Tuesday, September 19, 2017

Growing Up Southern: September 19, 2017

To paraphrase a saying attributed to Ulysses S. Grant, my father could whistle two songs, one was the hymn “Farther Along.” The other wasn’t.

Oh, he liked music. He just never pretended to be an active participant. He loved to close the grocery store a little early and bundle us off early to some live performance. Famous artist or unknown, it didn’t matter to him. He wasn’t above hauling the whole family down to a small venue in Rison, Arkansas to hear a young singer who had no arms, their molecules having obviously reassigned to his lungs. It was quite a show as it turned out, although I never heard of the artist again.

But, as I said, some of the artists we saw were well known. The group Johnnie and Jack played once at our high school auditorium, and they were famous. Perhaps their most popular song was “Poison Love.” Check it out, and note the fancy Latin-like rhythm guitar work by Johnnie Wright. This “Rhumba Beat” became associated with them on such classics as “Down South In NewOrleans.” That’s steel guitar legend Shot Jackson with them on the videos. I hope he was there with them in Pine Bluff. Heck, I don’t recall and I didn’t even know who he was then.
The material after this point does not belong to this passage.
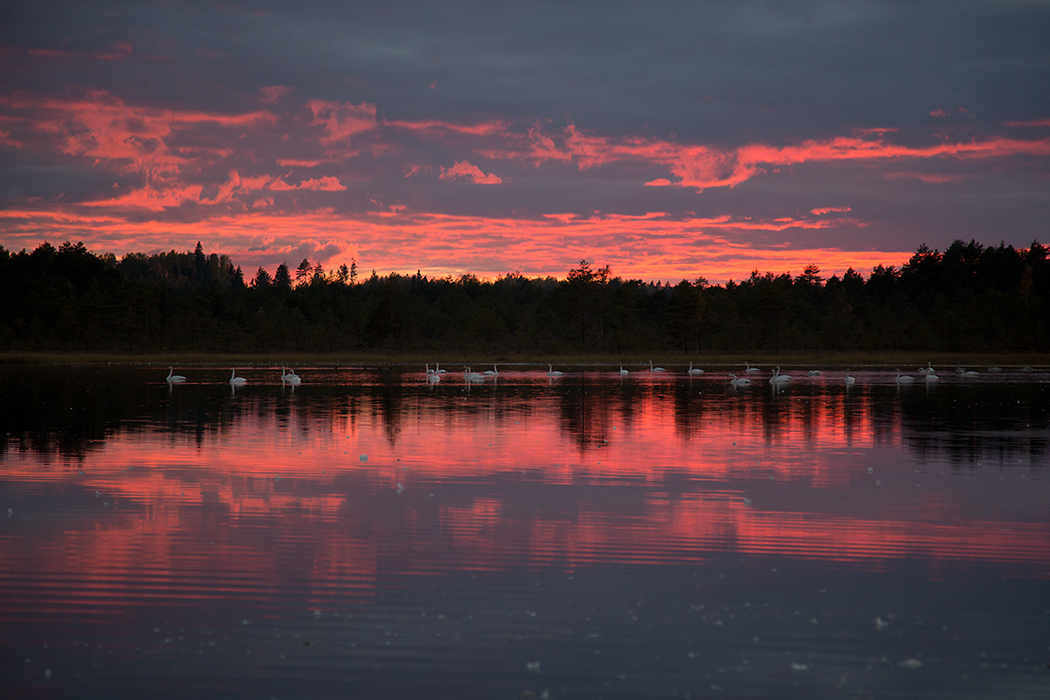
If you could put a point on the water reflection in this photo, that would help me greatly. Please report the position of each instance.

Johnnie was also famous for being married to music legend Kitty Wells for a few days short of 74 years. She wasn’t with them the night we saw them, though, as far as I can remember. She may have been busy recording “It Wasn’t God Who Made Honky Tonk Angels.”

Oh, and that music on the video? That was a genre called “Country and Western Music.” It became extinct somewhere around the early 1980s. Those of us who were privileged to hear it while we were growing up still miss it after all these years.

The biggest shocker, to me at least, about our musical pilgrimages came to me in the 1960s. When they made that awful, terrible, pathetic, laughable film about the life of Hank Williams, I was telling my mother that I had gone to see it. She looked at me and said, “Well you saw the real Hank Williams once.”

“I what?”

“He came to Robinson Auditorium and your daddy took us all to see him.”

“You’re kidding.”

“You weren’t but about three or four.”

From all accounts, he was sober for that performance. It was a Sunday I think. Daddy remembered Hank saying of the song “My Bucket’s Got A Hole In It” that it “ … has been buying a lot of beans for me and the boys lately.”

I wish I could say I remember it. I do remember seeing those giant (fake) columns at the front of the building, and if I allow my mind to run wild I can conjure up the image of a man with dark circles around his eyes singing away. That may be pure imagination. At any rate, I can say I actually saw the man. I suppose if he had been armless, I might have a stronger recollection of it.

Daddy bought us a Johnnie and Jack songbook at their concert. I think I still have it stashed away somewhere. I’m thankful for every musical outing he took us to. I guess I’m also thankful that they didn’t have cell phones in those days. Real life was a lot more fun.